The Dutch lodge was built on 8 rai of land on the banks of the Chao Phraya river. The lodge was a European-style brick building, the residence of Dutchmen who used the place to prepare cargoes, including cleaning goods ready for shipping, and provisions for seamen who sailed to and from Siam regularly.
Between 2004-2008 the Thai Fine Arts Department excavated the Baan Hollanda site on archaeological Findings. The excavations uncovered the remnants of the Dutch lodge with artefacts brought there by the VOC such as Delftware pottery.
In 2004, the Fine Arts Department undertook to excavate and conserve the Dutch settlement in celebration of 400 years of Thai – Dutch relations. Those excavations revealed foundations of three main buildings. Furthermore, an excavation in 2008 revealed further details about the group of buildings, including drain pipes. The excavation has also unearthed many valuable types of artefacts in 2009-2010, such as Chinese porcelain, pottery, Dutch pipes and metal coins. Mostly these were trading goods from the 17th -18th centuries, confirming that this VOC factory was a busy trading spot full of various commodities.

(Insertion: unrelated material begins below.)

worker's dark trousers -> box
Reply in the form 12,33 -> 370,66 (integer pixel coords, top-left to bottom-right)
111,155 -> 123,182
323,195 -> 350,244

The site is at the exact location were the VOC built its first trading post in 1630. The building is a modern facility with a Dutch colonial styled front facing the river Chao Phraya. It has a unique location – an attractive modern building in the middle of a garden, near the Wat Phananchoeng Temple, and close to the Chao Phraya river.
The architecture is based on the descriptions of the Dutch merchant Gijsbert Heeck noted in his diary from the seventeenth century about the than existing trading post. In his journal, he described that the Dutch lodge was a settlement surrounded by water and enclosed by a bamboo palisade and guarded by strong gates. Used as a residence and an office all at once, it formed an autonomous domain.
Our building is now surrounded by beautiful garden where visitors are welcome to walk around and explore the ground. There is no admission fee for our outdoor area.